Choose An SSL Certificate

Even the Best Web Development Companies employ SSL certificates in the running of their websites. This is because an SSL certificate establishes an encrypted connection, most likely between your website and the user. However, there are three types of SSL certificates that can be obtained.

  • Domain Validation: this is the most basic certificate and only verifies that the person who has the certificate owns the domain.
  • Organization Validation: this certificate not only verifies domain ownership, but also the legal organization behind the website. For that reason, it costs more money.
  • Extended Validation: this is the highest level of certificate, and requires the company’s governmental records being checked, as well as verifying the identity of the certificate-seeker. A phone call is typically arranged with the issuer to further verify the person’s identity. These are most the expensive and take the longest to get issued.

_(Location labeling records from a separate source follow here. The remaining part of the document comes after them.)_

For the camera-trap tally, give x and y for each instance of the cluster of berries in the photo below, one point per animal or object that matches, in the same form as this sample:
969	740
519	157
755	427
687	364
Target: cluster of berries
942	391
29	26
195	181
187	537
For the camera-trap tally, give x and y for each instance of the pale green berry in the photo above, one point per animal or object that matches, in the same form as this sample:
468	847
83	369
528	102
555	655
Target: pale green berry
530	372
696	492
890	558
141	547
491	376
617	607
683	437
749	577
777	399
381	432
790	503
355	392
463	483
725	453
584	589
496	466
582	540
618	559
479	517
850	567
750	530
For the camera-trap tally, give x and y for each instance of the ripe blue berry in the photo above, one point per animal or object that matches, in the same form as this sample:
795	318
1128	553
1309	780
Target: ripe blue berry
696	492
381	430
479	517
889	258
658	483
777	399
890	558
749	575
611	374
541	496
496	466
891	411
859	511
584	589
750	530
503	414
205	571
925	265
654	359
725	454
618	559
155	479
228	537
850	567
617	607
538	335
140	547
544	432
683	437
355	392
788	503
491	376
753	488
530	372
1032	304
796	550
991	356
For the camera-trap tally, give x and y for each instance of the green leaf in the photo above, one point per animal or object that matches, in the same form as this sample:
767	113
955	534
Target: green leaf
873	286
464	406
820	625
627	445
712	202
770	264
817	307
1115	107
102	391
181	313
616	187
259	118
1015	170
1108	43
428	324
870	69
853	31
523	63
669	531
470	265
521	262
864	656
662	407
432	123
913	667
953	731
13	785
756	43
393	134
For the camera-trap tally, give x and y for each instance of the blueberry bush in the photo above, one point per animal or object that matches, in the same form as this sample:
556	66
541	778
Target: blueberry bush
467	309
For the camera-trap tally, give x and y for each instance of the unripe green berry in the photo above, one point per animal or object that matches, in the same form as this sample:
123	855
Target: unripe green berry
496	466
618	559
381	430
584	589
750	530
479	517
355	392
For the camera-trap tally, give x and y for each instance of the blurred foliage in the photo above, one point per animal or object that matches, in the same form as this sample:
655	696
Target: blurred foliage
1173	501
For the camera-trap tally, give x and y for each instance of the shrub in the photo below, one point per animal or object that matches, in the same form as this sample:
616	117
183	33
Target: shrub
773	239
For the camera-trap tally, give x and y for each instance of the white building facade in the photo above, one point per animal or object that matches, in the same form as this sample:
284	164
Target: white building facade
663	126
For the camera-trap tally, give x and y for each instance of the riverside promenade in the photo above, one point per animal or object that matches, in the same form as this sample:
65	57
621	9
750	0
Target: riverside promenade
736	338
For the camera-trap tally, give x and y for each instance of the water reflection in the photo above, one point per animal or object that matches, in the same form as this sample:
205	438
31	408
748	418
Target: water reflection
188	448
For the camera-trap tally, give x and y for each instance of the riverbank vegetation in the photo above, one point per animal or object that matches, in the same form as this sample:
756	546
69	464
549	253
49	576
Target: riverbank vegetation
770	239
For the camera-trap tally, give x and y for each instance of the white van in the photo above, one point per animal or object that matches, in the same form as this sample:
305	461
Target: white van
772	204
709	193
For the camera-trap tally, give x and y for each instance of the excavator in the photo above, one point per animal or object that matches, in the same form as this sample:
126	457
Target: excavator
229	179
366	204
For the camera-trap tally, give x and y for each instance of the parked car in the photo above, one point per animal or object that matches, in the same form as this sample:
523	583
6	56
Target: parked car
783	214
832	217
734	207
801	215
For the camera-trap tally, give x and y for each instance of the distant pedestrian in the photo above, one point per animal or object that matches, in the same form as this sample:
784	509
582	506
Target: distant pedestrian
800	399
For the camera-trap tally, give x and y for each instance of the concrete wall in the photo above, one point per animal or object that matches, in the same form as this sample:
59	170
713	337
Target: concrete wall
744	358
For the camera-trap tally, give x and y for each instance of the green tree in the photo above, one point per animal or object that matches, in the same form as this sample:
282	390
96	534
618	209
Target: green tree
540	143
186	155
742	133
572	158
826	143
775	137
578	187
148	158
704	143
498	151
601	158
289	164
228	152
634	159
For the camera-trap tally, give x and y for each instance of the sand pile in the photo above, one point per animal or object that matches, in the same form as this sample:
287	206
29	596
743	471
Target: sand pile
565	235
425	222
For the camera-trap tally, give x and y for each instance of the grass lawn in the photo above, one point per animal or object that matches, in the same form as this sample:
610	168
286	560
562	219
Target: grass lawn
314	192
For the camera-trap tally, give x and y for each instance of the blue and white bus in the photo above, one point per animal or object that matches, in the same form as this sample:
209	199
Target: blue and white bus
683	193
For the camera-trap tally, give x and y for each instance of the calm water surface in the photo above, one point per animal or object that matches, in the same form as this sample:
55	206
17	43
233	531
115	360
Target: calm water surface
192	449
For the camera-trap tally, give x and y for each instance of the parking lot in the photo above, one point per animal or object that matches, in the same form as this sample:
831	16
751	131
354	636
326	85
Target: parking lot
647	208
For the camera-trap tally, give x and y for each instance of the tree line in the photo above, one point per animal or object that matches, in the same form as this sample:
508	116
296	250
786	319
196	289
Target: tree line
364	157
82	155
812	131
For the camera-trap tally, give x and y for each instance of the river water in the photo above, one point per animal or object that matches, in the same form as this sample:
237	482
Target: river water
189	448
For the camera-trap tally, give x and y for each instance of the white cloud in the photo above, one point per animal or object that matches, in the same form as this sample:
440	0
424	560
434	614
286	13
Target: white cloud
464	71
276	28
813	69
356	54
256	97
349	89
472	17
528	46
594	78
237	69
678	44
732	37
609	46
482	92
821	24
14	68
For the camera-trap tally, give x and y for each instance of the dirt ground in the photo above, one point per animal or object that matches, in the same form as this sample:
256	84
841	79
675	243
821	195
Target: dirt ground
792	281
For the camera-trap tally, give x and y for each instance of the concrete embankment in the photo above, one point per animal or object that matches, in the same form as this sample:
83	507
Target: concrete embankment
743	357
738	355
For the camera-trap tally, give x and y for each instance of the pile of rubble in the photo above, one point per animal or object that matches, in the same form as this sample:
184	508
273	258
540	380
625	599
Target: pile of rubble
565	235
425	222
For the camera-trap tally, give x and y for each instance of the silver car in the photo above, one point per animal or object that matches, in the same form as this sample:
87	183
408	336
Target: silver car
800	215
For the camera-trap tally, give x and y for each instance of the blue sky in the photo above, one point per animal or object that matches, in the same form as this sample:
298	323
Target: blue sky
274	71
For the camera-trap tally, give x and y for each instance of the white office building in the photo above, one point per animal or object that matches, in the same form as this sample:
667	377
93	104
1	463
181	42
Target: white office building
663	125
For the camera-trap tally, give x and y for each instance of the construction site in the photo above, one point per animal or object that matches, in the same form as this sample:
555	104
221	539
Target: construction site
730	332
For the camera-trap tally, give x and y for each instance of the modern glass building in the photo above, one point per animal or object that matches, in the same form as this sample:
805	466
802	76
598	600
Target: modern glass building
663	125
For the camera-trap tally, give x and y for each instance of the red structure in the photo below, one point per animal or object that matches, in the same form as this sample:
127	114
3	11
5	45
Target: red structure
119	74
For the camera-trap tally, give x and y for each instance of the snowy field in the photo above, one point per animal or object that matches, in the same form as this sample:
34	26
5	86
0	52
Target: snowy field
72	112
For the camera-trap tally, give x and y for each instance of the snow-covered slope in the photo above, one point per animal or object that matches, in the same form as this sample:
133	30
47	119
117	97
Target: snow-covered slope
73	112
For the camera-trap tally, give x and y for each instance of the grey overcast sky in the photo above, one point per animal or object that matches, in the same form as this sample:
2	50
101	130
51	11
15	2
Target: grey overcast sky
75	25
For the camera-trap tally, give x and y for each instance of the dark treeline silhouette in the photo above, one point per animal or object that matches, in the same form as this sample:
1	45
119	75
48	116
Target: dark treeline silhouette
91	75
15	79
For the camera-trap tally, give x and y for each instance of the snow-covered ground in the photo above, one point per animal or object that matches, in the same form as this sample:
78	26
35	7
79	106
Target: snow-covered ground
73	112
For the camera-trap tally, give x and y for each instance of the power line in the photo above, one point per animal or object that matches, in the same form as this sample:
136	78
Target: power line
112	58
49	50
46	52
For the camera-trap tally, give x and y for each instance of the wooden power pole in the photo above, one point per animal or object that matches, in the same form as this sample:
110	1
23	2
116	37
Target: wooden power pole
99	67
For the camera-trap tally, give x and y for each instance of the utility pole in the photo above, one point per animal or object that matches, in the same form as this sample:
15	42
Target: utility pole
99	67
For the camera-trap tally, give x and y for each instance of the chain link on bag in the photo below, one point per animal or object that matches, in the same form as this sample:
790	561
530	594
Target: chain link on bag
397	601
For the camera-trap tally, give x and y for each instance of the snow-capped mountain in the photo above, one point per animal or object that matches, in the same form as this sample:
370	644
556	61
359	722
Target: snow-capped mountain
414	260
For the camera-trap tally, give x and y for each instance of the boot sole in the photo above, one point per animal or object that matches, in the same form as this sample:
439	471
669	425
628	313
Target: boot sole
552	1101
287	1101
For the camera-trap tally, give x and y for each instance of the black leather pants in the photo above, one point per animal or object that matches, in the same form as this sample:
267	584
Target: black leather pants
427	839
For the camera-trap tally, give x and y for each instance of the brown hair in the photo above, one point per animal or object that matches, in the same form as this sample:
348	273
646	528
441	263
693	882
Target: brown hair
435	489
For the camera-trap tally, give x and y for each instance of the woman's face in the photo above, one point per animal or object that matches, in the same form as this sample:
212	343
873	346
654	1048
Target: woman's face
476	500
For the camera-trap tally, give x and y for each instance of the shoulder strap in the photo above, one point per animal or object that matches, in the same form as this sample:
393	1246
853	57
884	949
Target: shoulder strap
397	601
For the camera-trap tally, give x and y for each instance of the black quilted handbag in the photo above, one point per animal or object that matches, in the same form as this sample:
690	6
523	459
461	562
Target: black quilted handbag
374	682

Obtain and Install an SSL Certificate

There are several ways you could obtain an SSL certificate. You can purchase one from your hosting provider, you can purchase one from the certifying authority, or it is possible for you to get one for free. The only drawback to getting a free certificate is that it is only valid for three months, while paid certificates last for about a year.

Force Using HTTPS

Once a certificate is installed, your website will then become accessible through HTTP and HTTPS. The problem with this is that search engine results will read these as two separate websites that are competing against each other, which can affect your traffic results. One solution to this is to set up a redirect from the HTTP site to the HTTPS one.

Update Your Google Search Console

After the redirect has been set up, you have to take care of your HTTP pages still being ranked by search engines. To correct this, you need to crawl and index your pages using HTTPS. This can be done more quickly by uploading an updated version of your XML sitemap to the search engine search console.

Find And Fix Any Errors

Of course, you should be testing things out to make sure they’re working properly. Assuming that everything is in place just because you did the right coding and certification is a big mistake. Test to see if there any critical errors that need to be fixed, such as existing pages not returning the 200 status code, or receiving mixed content errors.

It’s a good idea to keep an eye on your rankings to ensure that the work you’ve done isn’t losing you any traffic. There will be some fluctuations in the first few weeks, bit it should pick back up eventually. If your ranking continues to drop, however, then you should definitely take a look to see what’s wrong.